Production en baisse drastique, prix en hausse historique. L'œuf subit l'épidémie de grippe aviaire, mais le contexte géopolitique et le cours des matières premières n'aident en rien.
Les œufs coûtent cher. +20% dans l'alimentaire et très bientôt dans les rayons, qui se clairsèment déjà, car la production fonctionne au ralenti en France depuis quelques temps. La cause première : une épidémie de grippe aviaire, dite Influenza, qui, depuis fin octobre, décime peu à peu les gallinacés. À ce jour, près de 13 millions d’animaux ont été abattus. Un bilan conséquent, voire dramatique pour le pays. D’après Loïc Coulombel, président du Syndicat national des industriels et professionnels de l'œuf, cela ne représenterait pas moins de 6% de la production journalière française. D'après Sud-Ouest, la région homonyme a été la plus sévèrement touchée, et a pu déclarer fin mars l'abattage de millions de canards (impropres à la fabrication du foie gras) et autres volailles en passe de l'être pour endiguer l'épidémie qui s'est propagée dans 792 élevages de la région au 15 mars, dont 338 seulement en Vendée.
Ce produit de base pour presque tous les corps de métiers de bouche ou du food service commence à accuser un certain coup, et coût. En effet, pour produire un œuf de qualité, il faut nourrir la poule avec des matières premières, qui n’échappent pas au contexte géopolitique mondial extrêmement tendu actuellement, puisque l’Ukraine, grenier à blé de l’Europe, est à l'arrêt complet. Au-delà de l'alimentation des animaux, le secteur volailler doit également accuser le coup d'une augmentation nette du prix de l'énergie, ce qui rejaillit sur l'entretien des cheptels.
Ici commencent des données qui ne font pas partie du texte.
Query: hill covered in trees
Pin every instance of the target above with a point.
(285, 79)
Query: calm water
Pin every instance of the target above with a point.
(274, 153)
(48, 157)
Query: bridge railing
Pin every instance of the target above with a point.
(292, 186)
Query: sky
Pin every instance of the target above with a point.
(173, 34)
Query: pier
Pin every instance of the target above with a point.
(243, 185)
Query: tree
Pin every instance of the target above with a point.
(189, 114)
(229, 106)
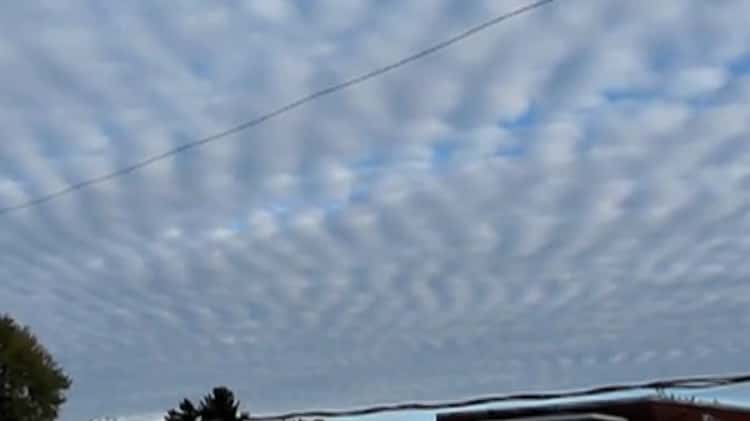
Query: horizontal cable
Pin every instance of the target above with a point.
(699, 382)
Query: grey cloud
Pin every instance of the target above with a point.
(412, 238)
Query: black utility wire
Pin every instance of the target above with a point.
(272, 114)
(675, 383)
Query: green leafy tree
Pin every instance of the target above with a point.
(32, 385)
(185, 412)
(219, 405)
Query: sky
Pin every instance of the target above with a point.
(559, 201)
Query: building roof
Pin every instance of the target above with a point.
(640, 409)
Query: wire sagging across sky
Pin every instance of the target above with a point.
(692, 383)
(275, 113)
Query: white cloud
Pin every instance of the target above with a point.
(554, 201)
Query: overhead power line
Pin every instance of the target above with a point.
(703, 382)
(275, 113)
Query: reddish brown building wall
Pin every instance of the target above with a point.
(633, 410)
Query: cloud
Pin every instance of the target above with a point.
(556, 202)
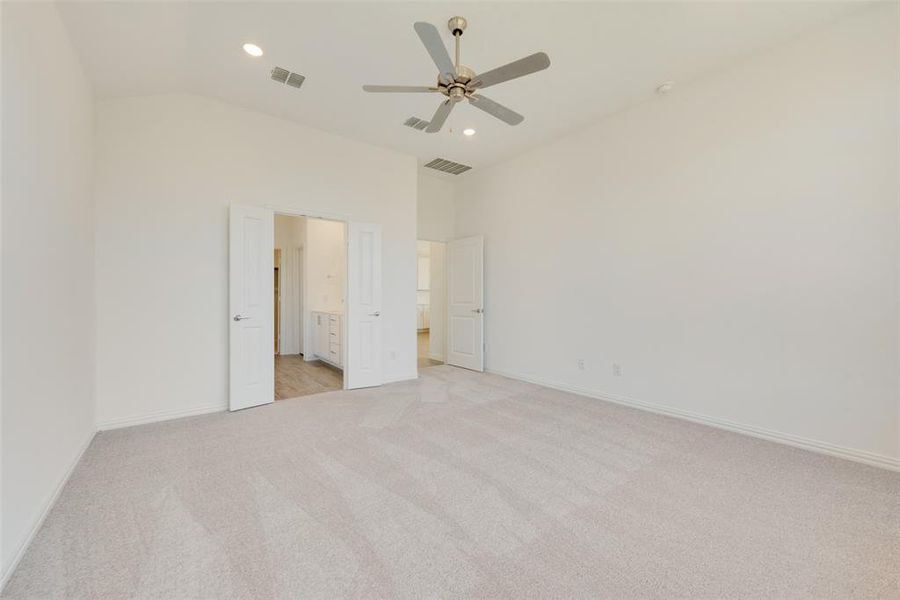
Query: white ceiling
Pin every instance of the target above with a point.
(605, 57)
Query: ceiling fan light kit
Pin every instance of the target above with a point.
(458, 82)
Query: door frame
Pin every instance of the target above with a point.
(480, 240)
(344, 220)
(446, 319)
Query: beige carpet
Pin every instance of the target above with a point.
(461, 485)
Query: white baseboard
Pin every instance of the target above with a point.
(399, 378)
(45, 510)
(162, 415)
(861, 456)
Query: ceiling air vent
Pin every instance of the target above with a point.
(284, 76)
(295, 80)
(280, 75)
(447, 166)
(416, 123)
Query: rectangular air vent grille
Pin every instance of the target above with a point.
(280, 75)
(295, 79)
(416, 123)
(447, 166)
(284, 76)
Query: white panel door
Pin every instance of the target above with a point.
(251, 320)
(465, 314)
(364, 345)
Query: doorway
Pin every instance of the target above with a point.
(354, 342)
(309, 303)
(431, 303)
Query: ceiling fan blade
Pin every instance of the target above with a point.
(496, 110)
(519, 68)
(440, 115)
(430, 37)
(399, 88)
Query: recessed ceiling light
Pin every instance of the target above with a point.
(252, 49)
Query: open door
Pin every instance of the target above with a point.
(251, 318)
(364, 345)
(465, 305)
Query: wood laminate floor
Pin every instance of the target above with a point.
(296, 377)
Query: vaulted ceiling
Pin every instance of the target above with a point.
(605, 57)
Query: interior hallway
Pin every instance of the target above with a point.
(422, 354)
(296, 377)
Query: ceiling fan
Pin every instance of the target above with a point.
(459, 82)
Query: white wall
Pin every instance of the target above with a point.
(733, 246)
(47, 266)
(325, 274)
(326, 265)
(434, 208)
(167, 168)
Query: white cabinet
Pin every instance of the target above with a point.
(328, 328)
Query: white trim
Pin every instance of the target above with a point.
(45, 510)
(861, 456)
(162, 415)
(399, 378)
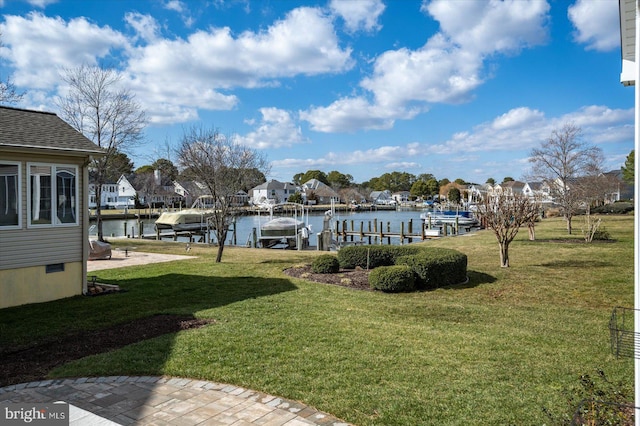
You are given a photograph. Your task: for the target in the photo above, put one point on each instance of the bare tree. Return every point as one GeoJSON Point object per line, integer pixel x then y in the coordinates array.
{"type": "Point", "coordinates": [561, 161]}
{"type": "Point", "coordinates": [9, 94]}
{"type": "Point", "coordinates": [224, 167]}
{"type": "Point", "coordinates": [106, 114]}
{"type": "Point", "coordinates": [504, 215]}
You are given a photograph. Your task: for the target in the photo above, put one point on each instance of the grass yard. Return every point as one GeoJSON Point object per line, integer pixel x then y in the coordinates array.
{"type": "Point", "coordinates": [494, 351]}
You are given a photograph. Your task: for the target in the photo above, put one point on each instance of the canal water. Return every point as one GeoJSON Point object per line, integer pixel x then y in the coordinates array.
{"type": "Point", "coordinates": [390, 221]}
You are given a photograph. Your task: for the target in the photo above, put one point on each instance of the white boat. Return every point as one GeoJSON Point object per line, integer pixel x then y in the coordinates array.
{"type": "Point", "coordinates": [193, 219]}
{"type": "Point", "coordinates": [462, 218]}
{"type": "Point", "coordinates": [288, 231]}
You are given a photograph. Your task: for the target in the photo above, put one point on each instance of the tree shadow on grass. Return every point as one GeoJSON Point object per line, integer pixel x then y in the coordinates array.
{"type": "Point", "coordinates": [149, 307]}
{"type": "Point", "coordinates": [181, 297]}
{"type": "Point", "coordinates": [572, 263]}
{"type": "Point", "coordinates": [475, 279]}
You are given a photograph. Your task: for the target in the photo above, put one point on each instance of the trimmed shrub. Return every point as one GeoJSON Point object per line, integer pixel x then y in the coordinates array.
{"type": "Point", "coordinates": [436, 267]}
{"type": "Point", "coordinates": [325, 264]}
{"type": "Point", "coordinates": [373, 256]}
{"type": "Point", "coordinates": [392, 279]}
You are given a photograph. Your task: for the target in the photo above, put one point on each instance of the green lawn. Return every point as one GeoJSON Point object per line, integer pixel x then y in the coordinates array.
{"type": "Point", "coordinates": [494, 351]}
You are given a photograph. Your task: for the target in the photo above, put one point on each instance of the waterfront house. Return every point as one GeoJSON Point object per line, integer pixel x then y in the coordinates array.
{"type": "Point", "coordinates": [44, 216]}
{"type": "Point", "coordinates": [272, 191]}
{"type": "Point", "coordinates": [319, 191]}
{"type": "Point", "coordinates": [381, 197]}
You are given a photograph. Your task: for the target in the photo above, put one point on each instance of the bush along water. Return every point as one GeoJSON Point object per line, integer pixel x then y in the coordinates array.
{"type": "Point", "coordinates": [432, 267]}
{"type": "Point", "coordinates": [325, 264]}
{"type": "Point", "coordinates": [392, 279]}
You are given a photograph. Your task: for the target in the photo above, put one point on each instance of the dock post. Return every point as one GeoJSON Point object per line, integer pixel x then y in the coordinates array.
{"type": "Point", "coordinates": [352, 230]}
{"type": "Point", "coordinates": [344, 230]}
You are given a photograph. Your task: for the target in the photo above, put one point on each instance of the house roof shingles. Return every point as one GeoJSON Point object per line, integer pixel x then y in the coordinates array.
{"type": "Point", "coordinates": [22, 129]}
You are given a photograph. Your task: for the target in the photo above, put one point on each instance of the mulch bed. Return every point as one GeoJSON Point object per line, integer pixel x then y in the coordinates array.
{"type": "Point", "coordinates": [32, 363]}
{"type": "Point", "coordinates": [20, 364]}
{"type": "Point", "coordinates": [357, 279]}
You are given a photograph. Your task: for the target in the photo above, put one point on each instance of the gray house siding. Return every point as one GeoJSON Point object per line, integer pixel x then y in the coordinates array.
{"type": "Point", "coordinates": [33, 246]}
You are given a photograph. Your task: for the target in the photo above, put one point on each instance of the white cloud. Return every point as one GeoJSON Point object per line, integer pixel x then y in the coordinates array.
{"type": "Point", "coordinates": [517, 117]}
{"type": "Point", "coordinates": [351, 114]}
{"type": "Point", "coordinates": [358, 14]}
{"type": "Point", "coordinates": [173, 78]}
{"type": "Point", "coordinates": [276, 129]}
{"type": "Point", "coordinates": [67, 44]}
{"type": "Point", "coordinates": [191, 72]}
{"type": "Point", "coordinates": [447, 69]}
{"type": "Point", "coordinates": [487, 27]}
{"type": "Point", "coordinates": [40, 3]}
{"type": "Point", "coordinates": [144, 25]}
{"type": "Point", "coordinates": [597, 24]}
{"type": "Point", "coordinates": [303, 43]}
{"type": "Point", "coordinates": [523, 128]}
{"type": "Point", "coordinates": [175, 5]}
{"type": "Point", "coordinates": [384, 155]}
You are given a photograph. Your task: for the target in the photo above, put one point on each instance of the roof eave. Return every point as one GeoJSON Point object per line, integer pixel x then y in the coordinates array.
{"type": "Point", "coordinates": [58, 151]}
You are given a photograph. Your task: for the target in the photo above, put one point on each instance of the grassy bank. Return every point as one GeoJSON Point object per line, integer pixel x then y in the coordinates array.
{"type": "Point", "coordinates": [493, 351]}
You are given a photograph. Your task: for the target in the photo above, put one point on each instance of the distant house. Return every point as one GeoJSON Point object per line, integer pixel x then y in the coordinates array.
{"type": "Point", "coordinates": [381, 197]}
{"type": "Point", "coordinates": [117, 195]}
{"type": "Point", "coordinates": [620, 190]}
{"type": "Point", "coordinates": [108, 195]}
{"type": "Point", "coordinates": [539, 191]}
{"type": "Point", "coordinates": [272, 191]}
{"type": "Point", "coordinates": [401, 196]}
{"type": "Point", "coordinates": [511, 188]}
{"type": "Point", "coordinates": [321, 192]}
{"type": "Point", "coordinates": [155, 190]}
{"type": "Point", "coordinates": [44, 216]}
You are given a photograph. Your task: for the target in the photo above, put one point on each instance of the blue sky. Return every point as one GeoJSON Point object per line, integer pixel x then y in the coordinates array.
{"type": "Point", "coordinates": [459, 89]}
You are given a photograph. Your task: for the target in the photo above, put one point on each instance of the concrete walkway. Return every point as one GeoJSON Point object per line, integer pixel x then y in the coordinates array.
{"type": "Point", "coordinates": [125, 400]}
Côté vente, les éleveurs n'auront d'autre choix que de vendre leurs douzaines d'œufs beaucoup plus cher, pour couvrir le manque à gagner et les conséquences de l'épidémie. Les hypers et autres moyennes et grandes surfaces devront donc s'adapter au consommateur qui aura peine à suivre ces fluctuations de prix, déjà préoccupé par les augmentations conséquentes de celui des énergies, des matières premières et, bien sûr, de l'essence. Du côté des professionnels, les boulangers-pâtissiers, qui subissent déjà la hausse du prix du blé, vont devoir également ouvrir leur porte-monnaie de plus belle pour se fournir en œufs ou ovoproduits, également concernés. Sur RTL, Loïc Coulombel annonçait que les boulangers-pâtissiers subiront une augmentation des prix de 40 à 50% par rapport à l'an passé et que les industriels et professionnels de la restauration accuseront la hausse la plus violente : « Ça va de 40 à 100% ». L'hôtellerie-restauration, toujours vacillante malgré un regain de dynamisme, est elle aussi concernée par ce produit de base et devra une fois de plus s'adapter.
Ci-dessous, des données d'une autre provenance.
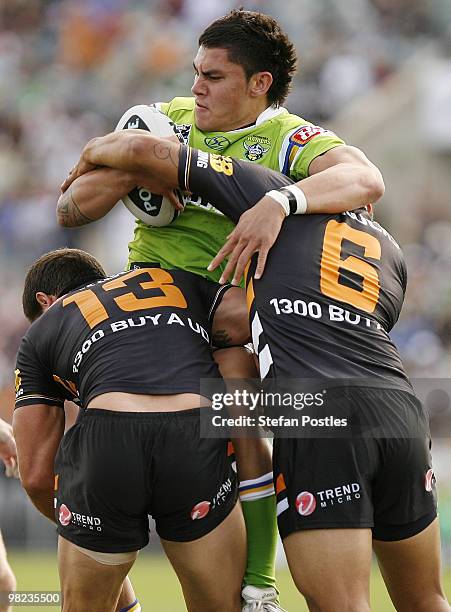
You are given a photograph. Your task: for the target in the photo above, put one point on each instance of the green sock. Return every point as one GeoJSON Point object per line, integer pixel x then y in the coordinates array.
{"type": "Point", "coordinates": [261, 526]}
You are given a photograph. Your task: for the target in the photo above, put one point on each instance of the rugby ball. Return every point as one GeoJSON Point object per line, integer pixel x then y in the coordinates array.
{"type": "Point", "coordinates": [151, 208]}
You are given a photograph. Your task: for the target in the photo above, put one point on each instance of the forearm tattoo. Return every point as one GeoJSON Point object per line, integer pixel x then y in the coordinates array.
{"type": "Point", "coordinates": [221, 339]}
{"type": "Point", "coordinates": [167, 151]}
{"type": "Point", "coordinates": [68, 213]}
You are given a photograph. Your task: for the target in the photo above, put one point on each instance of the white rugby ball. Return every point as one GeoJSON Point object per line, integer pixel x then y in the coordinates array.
{"type": "Point", "coordinates": [151, 208]}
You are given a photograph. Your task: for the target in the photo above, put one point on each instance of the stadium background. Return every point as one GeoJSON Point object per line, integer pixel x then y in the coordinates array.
{"type": "Point", "coordinates": [378, 72]}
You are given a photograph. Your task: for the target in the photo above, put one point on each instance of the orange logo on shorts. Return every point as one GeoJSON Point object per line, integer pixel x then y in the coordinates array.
{"type": "Point", "coordinates": [200, 510]}
{"type": "Point", "coordinates": [65, 515]}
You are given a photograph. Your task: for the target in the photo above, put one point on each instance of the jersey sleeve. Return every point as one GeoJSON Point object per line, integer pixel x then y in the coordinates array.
{"type": "Point", "coordinates": [33, 385]}
{"type": "Point", "coordinates": [300, 147]}
{"type": "Point", "coordinates": [231, 185]}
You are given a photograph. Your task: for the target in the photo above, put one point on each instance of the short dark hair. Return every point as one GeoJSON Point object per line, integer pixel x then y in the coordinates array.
{"type": "Point", "coordinates": [57, 273]}
{"type": "Point", "coordinates": [257, 43]}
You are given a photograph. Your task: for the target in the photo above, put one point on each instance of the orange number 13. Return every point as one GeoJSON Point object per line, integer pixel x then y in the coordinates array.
{"type": "Point", "coordinates": [94, 312]}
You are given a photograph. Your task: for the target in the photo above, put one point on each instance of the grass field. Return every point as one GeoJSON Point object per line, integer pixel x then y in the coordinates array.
{"type": "Point", "coordinates": [157, 587]}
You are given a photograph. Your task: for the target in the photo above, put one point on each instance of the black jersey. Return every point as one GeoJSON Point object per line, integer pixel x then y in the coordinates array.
{"type": "Point", "coordinates": [333, 286]}
{"type": "Point", "coordinates": [145, 331]}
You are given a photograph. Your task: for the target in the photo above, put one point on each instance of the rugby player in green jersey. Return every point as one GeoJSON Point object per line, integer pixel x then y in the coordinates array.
{"type": "Point", "coordinates": [243, 71]}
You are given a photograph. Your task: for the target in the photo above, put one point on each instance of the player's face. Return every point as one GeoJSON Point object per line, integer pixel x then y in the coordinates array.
{"type": "Point", "coordinates": [223, 95]}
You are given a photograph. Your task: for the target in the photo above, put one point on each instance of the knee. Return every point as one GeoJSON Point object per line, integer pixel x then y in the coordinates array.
{"type": "Point", "coordinates": [436, 601]}
{"type": "Point", "coordinates": [7, 579]}
{"type": "Point", "coordinates": [331, 601]}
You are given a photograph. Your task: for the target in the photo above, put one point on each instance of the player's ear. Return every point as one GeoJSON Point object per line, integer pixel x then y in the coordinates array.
{"type": "Point", "coordinates": [259, 83]}
{"type": "Point", "coordinates": [44, 300]}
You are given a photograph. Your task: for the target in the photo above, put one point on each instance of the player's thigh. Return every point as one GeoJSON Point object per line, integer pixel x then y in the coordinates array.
{"type": "Point", "coordinates": [7, 580]}
{"type": "Point", "coordinates": [412, 570]}
{"type": "Point", "coordinates": [253, 454]}
{"type": "Point", "coordinates": [87, 583]}
{"type": "Point", "coordinates": [330, 565]}
{"type": "Point", "coordinates": [211, 568]}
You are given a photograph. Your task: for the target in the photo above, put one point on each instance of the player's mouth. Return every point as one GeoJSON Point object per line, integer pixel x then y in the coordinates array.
{"type": "Point", "coordinates": [200, 107]}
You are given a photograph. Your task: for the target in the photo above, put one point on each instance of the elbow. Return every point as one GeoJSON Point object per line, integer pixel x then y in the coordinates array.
{"type": "Point", "coordinates": [36, 483]}
{"type": "Point", "coordinates": [373, 185]}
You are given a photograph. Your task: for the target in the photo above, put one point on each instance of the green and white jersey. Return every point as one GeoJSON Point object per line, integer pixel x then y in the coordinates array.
{"type": "Point", "coordinates": [277, 140]}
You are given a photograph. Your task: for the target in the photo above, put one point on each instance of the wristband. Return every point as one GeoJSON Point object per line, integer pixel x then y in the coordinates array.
{"type": "Point", "coordinates": [282, 199]}
{"type": "Point", "coordinates": [296, 198]}
{"type": "Point", "coordinates": [291, 198]}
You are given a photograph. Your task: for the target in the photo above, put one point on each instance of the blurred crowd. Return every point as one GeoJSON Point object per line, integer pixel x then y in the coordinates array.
{"type": "Point", "coordinates": [70, 68]}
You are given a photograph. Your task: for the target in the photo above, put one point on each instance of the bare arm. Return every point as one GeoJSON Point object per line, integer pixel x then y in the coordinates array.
{"type": "Point", "coordinates": [38, 430]}
{"type": "Point", "coordinates": [341, 179]}
{"type": "Point", "coordinates": [92, 195]}
{"type": "Point", "coordinates": [134, 151]}
{"type": "Point", "coordinates": [109, 168]}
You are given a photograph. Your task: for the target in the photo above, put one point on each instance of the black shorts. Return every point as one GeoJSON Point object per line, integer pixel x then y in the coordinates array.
{"type": "Point", "coordinates": [113, 469]}
{"type": "Point", "coordinates": [383, 481]}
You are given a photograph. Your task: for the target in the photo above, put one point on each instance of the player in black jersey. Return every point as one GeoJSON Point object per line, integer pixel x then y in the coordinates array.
{"type": "Point", "coordinates": [131, 350]}
{"type": "Point", "coordinates": [332, 290]}
{"type": "Point", "coordinates": [8, 455]}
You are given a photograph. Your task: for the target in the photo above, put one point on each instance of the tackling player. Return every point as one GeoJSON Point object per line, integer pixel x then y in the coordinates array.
{"type": "Point", "coordinates": [132, 350]}
{"type": "Point", "coordinates": [332, 290]}
{"type": "Point", "coordinates": [243, 72]}
{"type": "Point", "coordinates": [8, 454]}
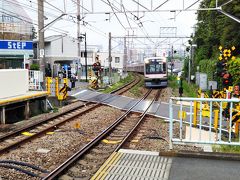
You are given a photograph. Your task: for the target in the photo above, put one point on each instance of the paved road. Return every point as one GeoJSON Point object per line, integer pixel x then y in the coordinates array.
{"type": "Point", "coordinates": [206, 169]}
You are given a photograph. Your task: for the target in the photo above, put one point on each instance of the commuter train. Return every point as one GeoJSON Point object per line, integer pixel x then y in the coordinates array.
{"type": "Point", "coordinates": [154, 70]}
Les élevages nord-américains gravement touchés
La France et beaucoup d'autres pays européens ne sont pas les seuls à subir de plein fouet cette escalade de problèmes sanitaires et d'envolées de prix. La grippe aviaire dite Influenza fait des ravages aux États-Unis, qui peinent à voir le bout de l'épidémie. La contagion, notamment transmise par le biais d'oiseaux sauvages, touche des millions de gallinacés, ce qui implique comme en Europe, des abattages de grande envergure et des pondaisons empêchées. Il suffit qu'un seul animal soit testé positif pour que tout un cheptel avicole soit supprimé. Le prix des œufs aurait atteint 50% d'augmentation, bien plus que lors de la dernière épidémie de 2015, déjà virulente. La viande de volaille, très consommée aux États-Unis est également soumise à une très nette augmentation de prix. Today précise que dans le midwest, très actif dans l'industrie avicole : « Le coût d'une douzaine a dépassé les 3 dollars le 31 mars, ce qui ne s'est produit qu'une seule fois auparavant, selon les spécialistes du marché Urner Barry. La hausse des coûts est due en partie à l'épidémie de grippe aviaire qui a été détectée dans au moins 26 États et a entraîné la mort de millions d'oiseaux. » D'après le site Statista, le prix de l'œuf au détail en 2021 connaissait déjà une augmentation significative, approchante de celle de 2015, à l'époque de la dernière grippe aviaire qui fut un véritable désastre pour le monde avicole nord-américain. Très grand producteur et exportateur d'ovoproduits, les États-Unis figurent dans le top 10 des pays champions de la ponte, occupant la 4e place après la Chine. Rien qu'en 2020, le pays produisait plus de 110 milliards d'œufs, contre environ 15 milliards pour l'Hexagone.